I know you’ll all be relieved to read a review written by me which isn’t about a Dean Koontz novel. No, no. The looks on your faces are all the thanks I need.
Trouble is an extremely impressive thriller written by a young novelist. I found it gripping, frightening, and engaging. The writing was elegant and crisp, the characters real and sympathetic, and often very funny.
And yet, in the end, I found it unsatisfying.
The concept is promising. It’s the old “Fatal Attraction” scenario—the hero gets sexually involved with a woman who turns out to be a psychopath. The twist in Trouble is that the woman doesn’t want to hurt the hero. She wants him to hurt her.

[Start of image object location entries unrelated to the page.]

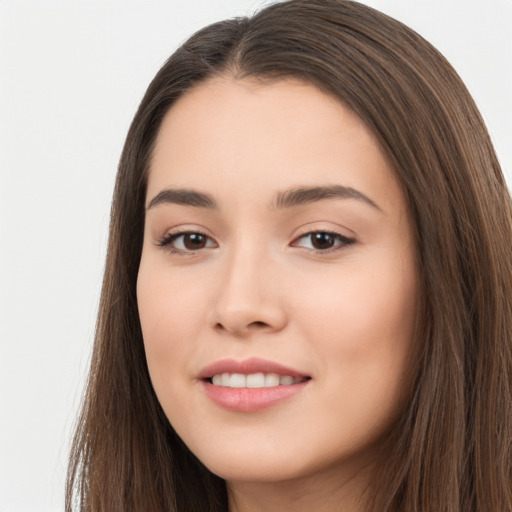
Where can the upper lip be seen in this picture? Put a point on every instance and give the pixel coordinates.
(247, 366)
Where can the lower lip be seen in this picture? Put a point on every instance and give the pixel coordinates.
(250, 399)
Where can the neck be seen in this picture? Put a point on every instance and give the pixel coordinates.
(325, 492)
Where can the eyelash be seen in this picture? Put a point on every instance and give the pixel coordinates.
(166, 242)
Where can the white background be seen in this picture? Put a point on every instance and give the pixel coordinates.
(71, 76)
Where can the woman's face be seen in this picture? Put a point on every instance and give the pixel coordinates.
(277, 287)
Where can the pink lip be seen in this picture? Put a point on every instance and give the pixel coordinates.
(247, 366)
(249, 399)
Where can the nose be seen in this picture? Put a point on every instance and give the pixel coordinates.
(248, 296)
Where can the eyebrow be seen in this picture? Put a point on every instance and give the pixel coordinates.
(298, 196)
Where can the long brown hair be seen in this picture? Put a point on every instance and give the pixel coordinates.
(451, 451)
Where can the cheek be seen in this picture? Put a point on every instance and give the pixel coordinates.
(362, 325)
(168, 311)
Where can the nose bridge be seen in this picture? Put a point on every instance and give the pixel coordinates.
(246, 298)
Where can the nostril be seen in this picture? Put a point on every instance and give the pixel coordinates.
(258, 324)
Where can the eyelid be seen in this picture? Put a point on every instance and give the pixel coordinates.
(343, 241)
(165, 241)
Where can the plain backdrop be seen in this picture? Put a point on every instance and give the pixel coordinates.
(71, 76)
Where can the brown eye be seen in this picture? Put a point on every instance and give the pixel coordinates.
(323, 241)
(194, 241)
(183, 243)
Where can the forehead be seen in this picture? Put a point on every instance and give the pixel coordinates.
(241, 136)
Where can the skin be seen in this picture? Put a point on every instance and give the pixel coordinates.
(257, 287)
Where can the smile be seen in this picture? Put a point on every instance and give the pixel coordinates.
(254, 380)
(250, 385)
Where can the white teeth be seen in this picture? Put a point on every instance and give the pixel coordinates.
(286, 380)
(271, 380)
(237, 380)
(254, 380)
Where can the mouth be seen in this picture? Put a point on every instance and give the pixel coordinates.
(254, 380)
(250, 385)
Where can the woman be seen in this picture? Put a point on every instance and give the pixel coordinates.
(305, 302)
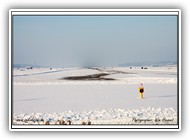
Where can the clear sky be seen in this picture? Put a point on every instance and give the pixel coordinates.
(66, 41)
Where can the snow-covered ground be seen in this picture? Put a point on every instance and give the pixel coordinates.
(44, 92)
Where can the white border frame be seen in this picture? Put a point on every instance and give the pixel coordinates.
(176, 12)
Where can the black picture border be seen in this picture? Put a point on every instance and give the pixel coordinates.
(107, 10)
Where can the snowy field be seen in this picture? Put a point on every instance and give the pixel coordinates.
(95, 95)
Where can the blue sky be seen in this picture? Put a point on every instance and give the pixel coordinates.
(68, 41)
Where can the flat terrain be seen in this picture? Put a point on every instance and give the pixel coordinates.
(58, 90)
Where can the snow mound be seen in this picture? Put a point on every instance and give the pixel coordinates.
(93, 117)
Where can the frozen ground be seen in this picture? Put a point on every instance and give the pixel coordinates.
(46, 91)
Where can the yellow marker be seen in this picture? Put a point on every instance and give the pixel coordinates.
(141, 90)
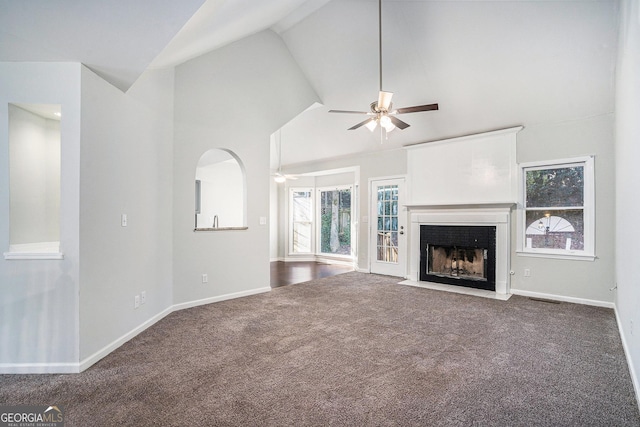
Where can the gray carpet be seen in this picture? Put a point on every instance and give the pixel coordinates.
(355, 349)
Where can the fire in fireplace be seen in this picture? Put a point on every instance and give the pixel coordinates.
(458, 255)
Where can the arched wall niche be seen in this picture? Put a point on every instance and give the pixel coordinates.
(220, 191)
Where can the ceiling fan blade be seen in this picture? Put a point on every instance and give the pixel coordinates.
(399, 123)
(384, 100)
(370, 119)
(349, 112)
(416, 109)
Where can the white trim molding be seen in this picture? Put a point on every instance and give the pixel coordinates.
(554, 297)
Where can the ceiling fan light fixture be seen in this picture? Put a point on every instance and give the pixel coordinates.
(386, 123)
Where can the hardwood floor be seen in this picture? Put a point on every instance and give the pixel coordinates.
(288, 273)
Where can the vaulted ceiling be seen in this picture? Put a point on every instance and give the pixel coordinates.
(489, 64)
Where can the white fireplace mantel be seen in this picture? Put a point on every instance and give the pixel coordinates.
(486, 214)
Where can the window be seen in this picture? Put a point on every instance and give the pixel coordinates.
(301, 230)
(558, 208)
(335, 221)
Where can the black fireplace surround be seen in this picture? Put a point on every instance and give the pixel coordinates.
(463, 238)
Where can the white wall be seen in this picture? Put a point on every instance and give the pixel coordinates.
(35, 177)
(39, 304)
(233, 98)
(627, 174)
(126, 168)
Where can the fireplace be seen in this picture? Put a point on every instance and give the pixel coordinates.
(458, 255)
(470, 244)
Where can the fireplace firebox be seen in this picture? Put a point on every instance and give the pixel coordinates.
(458, 255)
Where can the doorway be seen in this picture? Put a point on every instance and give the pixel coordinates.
(388, 238)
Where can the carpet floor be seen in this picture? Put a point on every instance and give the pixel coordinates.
(354, 350)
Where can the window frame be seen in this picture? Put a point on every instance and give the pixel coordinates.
(291, 221)
(318, 228)
(588, 253)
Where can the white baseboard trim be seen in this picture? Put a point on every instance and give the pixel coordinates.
(219, 298)
(104, 351)
(562, 298)
(39, 368)
(74, 368)
(627, 354)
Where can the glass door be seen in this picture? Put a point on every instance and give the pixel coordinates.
(388, 223)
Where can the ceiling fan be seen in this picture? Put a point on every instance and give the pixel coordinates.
(381, 112)
(278, 176)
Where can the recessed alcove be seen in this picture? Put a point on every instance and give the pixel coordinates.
(34, 181)
(220, 192)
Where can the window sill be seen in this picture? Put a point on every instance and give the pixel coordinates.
(567, 256)
(10, 256)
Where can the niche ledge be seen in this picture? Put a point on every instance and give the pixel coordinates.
(221, 229)
(34, 251)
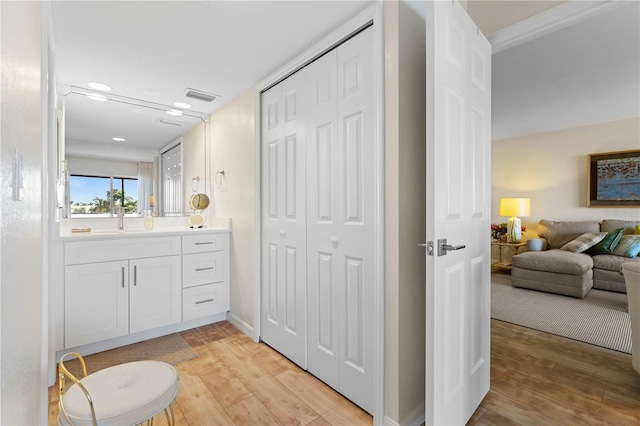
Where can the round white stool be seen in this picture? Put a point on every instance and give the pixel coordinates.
(125, 394)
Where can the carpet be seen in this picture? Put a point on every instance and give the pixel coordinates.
(601, 318)
(172, 349)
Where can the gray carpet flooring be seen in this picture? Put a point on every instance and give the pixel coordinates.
(601, 318)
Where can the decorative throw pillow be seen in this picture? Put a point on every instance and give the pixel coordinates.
(584, 242)
(608, 243)
(629, 246)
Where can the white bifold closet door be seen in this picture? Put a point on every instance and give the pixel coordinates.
(283, 295)
(340, 231)
(330, 264)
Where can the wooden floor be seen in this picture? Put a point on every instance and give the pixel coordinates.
(235, 381)
(542, 379)
(536, 379)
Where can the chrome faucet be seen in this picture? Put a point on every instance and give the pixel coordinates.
(120, 213)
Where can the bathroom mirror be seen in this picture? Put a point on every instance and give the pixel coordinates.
(97, 165)
(199, 202)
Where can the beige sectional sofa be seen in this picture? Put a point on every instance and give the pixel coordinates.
(572, 274)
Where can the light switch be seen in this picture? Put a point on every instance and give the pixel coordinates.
(18, 186)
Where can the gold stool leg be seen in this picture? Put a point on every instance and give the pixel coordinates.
(171, 421)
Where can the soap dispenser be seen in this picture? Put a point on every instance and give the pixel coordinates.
(148, 220)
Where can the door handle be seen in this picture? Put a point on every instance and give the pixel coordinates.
(443, 247)
(429, 246)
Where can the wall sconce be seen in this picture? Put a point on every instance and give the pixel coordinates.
(514, 207)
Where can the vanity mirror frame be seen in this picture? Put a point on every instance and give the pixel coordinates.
(196, 165)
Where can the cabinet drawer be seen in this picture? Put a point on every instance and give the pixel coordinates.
(120, 249)
(204, 243)
(204, 300)
(203, 268)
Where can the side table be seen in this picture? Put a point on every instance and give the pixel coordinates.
(501, 263)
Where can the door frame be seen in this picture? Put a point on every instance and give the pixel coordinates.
(370, 16)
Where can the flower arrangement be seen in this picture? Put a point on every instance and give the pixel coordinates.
(500, 229)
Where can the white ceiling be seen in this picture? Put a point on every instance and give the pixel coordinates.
(220, 47)
(587, 73)
(584, 74)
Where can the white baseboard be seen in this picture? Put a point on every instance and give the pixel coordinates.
(239, 324)
(416, 418)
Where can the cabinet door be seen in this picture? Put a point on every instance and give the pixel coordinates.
(96, 302)
(155, 292)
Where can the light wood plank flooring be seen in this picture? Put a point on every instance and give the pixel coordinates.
(235, 381)
(536, 379)
(542, 379)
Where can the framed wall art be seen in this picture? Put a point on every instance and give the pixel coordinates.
(613, 179)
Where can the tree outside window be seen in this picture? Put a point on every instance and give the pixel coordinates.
(94, 194)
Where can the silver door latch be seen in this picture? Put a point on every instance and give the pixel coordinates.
(443, 247)
(428, 246)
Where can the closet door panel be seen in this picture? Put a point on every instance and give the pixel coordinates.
(284, 220)
(355, 224)
(322, 209)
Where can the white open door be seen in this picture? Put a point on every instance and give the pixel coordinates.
(458, 211)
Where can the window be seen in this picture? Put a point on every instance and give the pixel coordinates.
(99, 195)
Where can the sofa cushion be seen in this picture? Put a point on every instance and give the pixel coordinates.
(629, 246)
(558, 234)
(628, 226)
(609, 280)
(555, 260)
(608, 243)
(609, 262)
(569, 285)
(583, 242)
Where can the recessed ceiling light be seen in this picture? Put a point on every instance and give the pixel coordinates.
(97, 97)
(99, 86)
(150, 92)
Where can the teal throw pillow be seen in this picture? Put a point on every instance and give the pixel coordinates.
(608, 243)
(629, 246)
(583, 242)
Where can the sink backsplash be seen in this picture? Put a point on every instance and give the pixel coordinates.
(131, 223)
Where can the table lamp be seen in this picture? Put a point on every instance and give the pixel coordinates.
(514, 207)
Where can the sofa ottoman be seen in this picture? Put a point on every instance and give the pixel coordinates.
(554, 271)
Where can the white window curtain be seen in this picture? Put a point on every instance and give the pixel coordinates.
(145, 186)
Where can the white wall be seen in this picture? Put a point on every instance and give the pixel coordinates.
(232, 141)
(405, 135)
(78, 148)
(551, 169)
(22, 311)
(193, 165)
(96, 167)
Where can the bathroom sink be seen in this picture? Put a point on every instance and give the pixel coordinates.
(117, 232)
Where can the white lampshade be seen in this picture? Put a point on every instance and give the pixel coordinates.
(515, 207)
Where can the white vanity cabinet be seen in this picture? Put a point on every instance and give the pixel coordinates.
(136, 287)
(125, 288)
(205, 275)
(96, 302)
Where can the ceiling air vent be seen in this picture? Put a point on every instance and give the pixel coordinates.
(170, 122)
(200, 95)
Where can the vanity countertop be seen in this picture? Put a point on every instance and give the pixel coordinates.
(134, 228)
(137, 233)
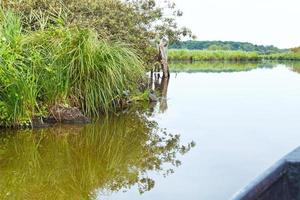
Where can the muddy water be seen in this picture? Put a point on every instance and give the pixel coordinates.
(210, 134)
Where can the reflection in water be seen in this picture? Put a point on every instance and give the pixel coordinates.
(160, 85)
(75, 162)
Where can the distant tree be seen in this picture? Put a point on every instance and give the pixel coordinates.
(225, 45)
(139, 23)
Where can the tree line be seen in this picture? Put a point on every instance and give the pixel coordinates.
(226, 45)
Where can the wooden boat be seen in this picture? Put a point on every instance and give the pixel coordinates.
(280, 182)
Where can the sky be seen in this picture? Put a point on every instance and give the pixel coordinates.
(266, 22)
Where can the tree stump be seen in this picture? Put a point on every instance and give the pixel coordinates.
(163, 57)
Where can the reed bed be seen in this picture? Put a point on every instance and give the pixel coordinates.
(226, 55)
(211, 55)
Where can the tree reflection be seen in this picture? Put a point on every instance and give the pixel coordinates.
(75, 162)
(160, 84)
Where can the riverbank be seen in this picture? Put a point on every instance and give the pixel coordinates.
(227, 55)
(227, 66)
(65, 67)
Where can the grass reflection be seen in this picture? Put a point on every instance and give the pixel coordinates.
(74, 162)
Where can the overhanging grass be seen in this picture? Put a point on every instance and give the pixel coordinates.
(69, 66)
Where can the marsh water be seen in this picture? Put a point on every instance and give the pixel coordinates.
(215, 128)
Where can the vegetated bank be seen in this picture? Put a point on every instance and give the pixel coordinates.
(45, 71)
(64, 60)
(228, 55)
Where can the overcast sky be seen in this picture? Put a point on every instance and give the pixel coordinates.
(268, 22)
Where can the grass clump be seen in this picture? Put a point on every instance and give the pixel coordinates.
(60, 65)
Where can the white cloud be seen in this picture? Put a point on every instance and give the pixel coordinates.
(268, 22)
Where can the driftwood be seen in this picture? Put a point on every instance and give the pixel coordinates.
(163, 57)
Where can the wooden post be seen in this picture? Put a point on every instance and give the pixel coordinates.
(163, 56)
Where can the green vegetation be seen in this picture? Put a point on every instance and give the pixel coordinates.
(135, 23)
(207, 55)
(226, 55)
(283, 56)
(60, 65)
(225, 45)
(81, 162)
(77, 54)
(202, 66)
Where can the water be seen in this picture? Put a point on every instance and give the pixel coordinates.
(242, 122)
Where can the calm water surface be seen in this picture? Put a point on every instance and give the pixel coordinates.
(242, 122)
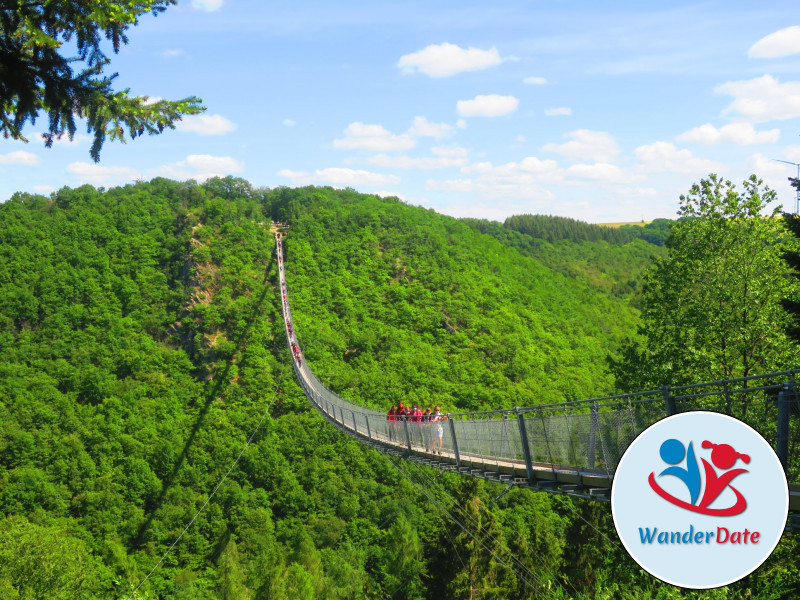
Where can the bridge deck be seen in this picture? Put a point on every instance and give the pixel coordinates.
(514, 434)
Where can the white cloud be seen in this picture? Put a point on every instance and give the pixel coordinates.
(298, 178)
(207, 5)
(664, 157)
(200, 167)
(104, 176)
(584, 144)
(445, 59)
(604, 172)
(492, 105)
(341, 177)
(741, 134)
(172, 52)
(458, 186)
(354, 177)
(781, 43)
(451, 152)
(373, 137)
(19, 157)
(206, 124)
(763, 98)
(423, 127)
(423, 163)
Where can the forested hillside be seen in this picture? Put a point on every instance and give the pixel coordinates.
(141, 346)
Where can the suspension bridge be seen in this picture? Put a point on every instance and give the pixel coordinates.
(569, 448)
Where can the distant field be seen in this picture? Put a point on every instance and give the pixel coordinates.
(641, 223)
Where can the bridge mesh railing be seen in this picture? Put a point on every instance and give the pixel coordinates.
(589, 436)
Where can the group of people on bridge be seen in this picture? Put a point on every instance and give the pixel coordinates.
(426, 426)
(298, 355)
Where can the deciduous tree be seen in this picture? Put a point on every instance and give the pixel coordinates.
(712, 306)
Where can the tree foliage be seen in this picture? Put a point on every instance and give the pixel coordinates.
(712, 306)
(141, 341)
(37, 74)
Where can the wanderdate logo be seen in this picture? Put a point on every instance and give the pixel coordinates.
(699, 500)
(723, 457)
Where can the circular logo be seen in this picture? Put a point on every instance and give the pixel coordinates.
(699, 500)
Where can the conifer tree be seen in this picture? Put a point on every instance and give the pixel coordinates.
(36, 77)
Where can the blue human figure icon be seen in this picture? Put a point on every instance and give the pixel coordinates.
(672, 453)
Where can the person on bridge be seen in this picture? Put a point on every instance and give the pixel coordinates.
(391, 417)
(436, 420)
(426, 429)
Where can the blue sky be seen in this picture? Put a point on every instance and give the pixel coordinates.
(597, 111)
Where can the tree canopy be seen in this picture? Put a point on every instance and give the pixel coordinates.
(37, 75)
(712, 306)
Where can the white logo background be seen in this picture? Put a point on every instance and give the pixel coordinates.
(635, 505)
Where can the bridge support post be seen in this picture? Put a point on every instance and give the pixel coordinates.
(455, 442)
(669, 401)
(591, 447)
(782, 450)
(526, 449)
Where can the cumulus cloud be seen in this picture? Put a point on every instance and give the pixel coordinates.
(781, 43)
(201, 167)
(172, 52)
(104, 176)
(664, 157)
(450, 152)
(207, 5)
(373, 137)
(586, 145)
(206, 124)
(492, 105)
(741, 134)
(444, 60)
(19, 157)
(763, 98)
(604, 172)
(424, 163)
(354, 177)
(341, 177)
(423, 127)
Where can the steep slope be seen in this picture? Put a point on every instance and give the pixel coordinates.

The main character is Jonah Stem. He’s a medical student in his third year—that purgatorial year when you work long hours, get treated like a beast of burden, and subsist on a couple hours of sleep a night—in a Manhattan hospital. Twice a month he takes the train to visit his former girlfriend, who is sliding into schizophrenia, to help her father with her care.
Yet he’s not too beaten down to get involved when, on his way home from work one night, he sees a large homeless man standing with a knife over a young woman. He jumps in to protect her, and when it’s all over the attacker is dead, and Jonah is a tabloid hero.
It doesn’t hurt that the girl is extremely cute.
Eventually they bump into each other again, and there are sparks, and they do what modern young people are expected to do. (I should probably note here that there’s a fair amount of sex in this book, some of it pretty kinky.)
But gradually it becomes clear that this woman has something more wrong with her than simple loose morals. She wants to be hurt. She demands that Jonah hurt her. She is convinced that Jonah has committed himself to an “art project” with her, and she’s utterly shameless in manipulating and threatening him, and those around him, to get his cooperation.
And then it gets worse.
If a story like this could have been written (it couldn’t) back in the 1950s (for instance) there would have been an implicit moral lesson. “Don’t have sex with people you’ve just met,” or even, “Don’t have sex with someone you’re not married to.”
I see no sign of a lesson of any kind in Trouble, though. Not that all stories have to have explicitly stated morals. But in a classic story the hero is expected to at least learn something from his ordeal. In this book, the hero seems to be pretty much unchanged in the end by the horrible events he experiences. The only lesson the story seems to teach is that it’s dangerous to help people. But even that (bad) lesson doesn’t seem to be the point here. I guess the point is that stuff happens, and sometimes it gets really intense, you know?
Jesse Kellerman is the son of two bestselling mystery novelists, Jonathan and Faye Kellerman. I’m a big fan of his dad’s and not much of a fan of his mother’s. Jesse didn’t need their help to get published, though, I suspect. He’s a real talent, and a very accomplished storyteller. Expect big things from him.
I just hope he can find a way to write stories with something at stake in them.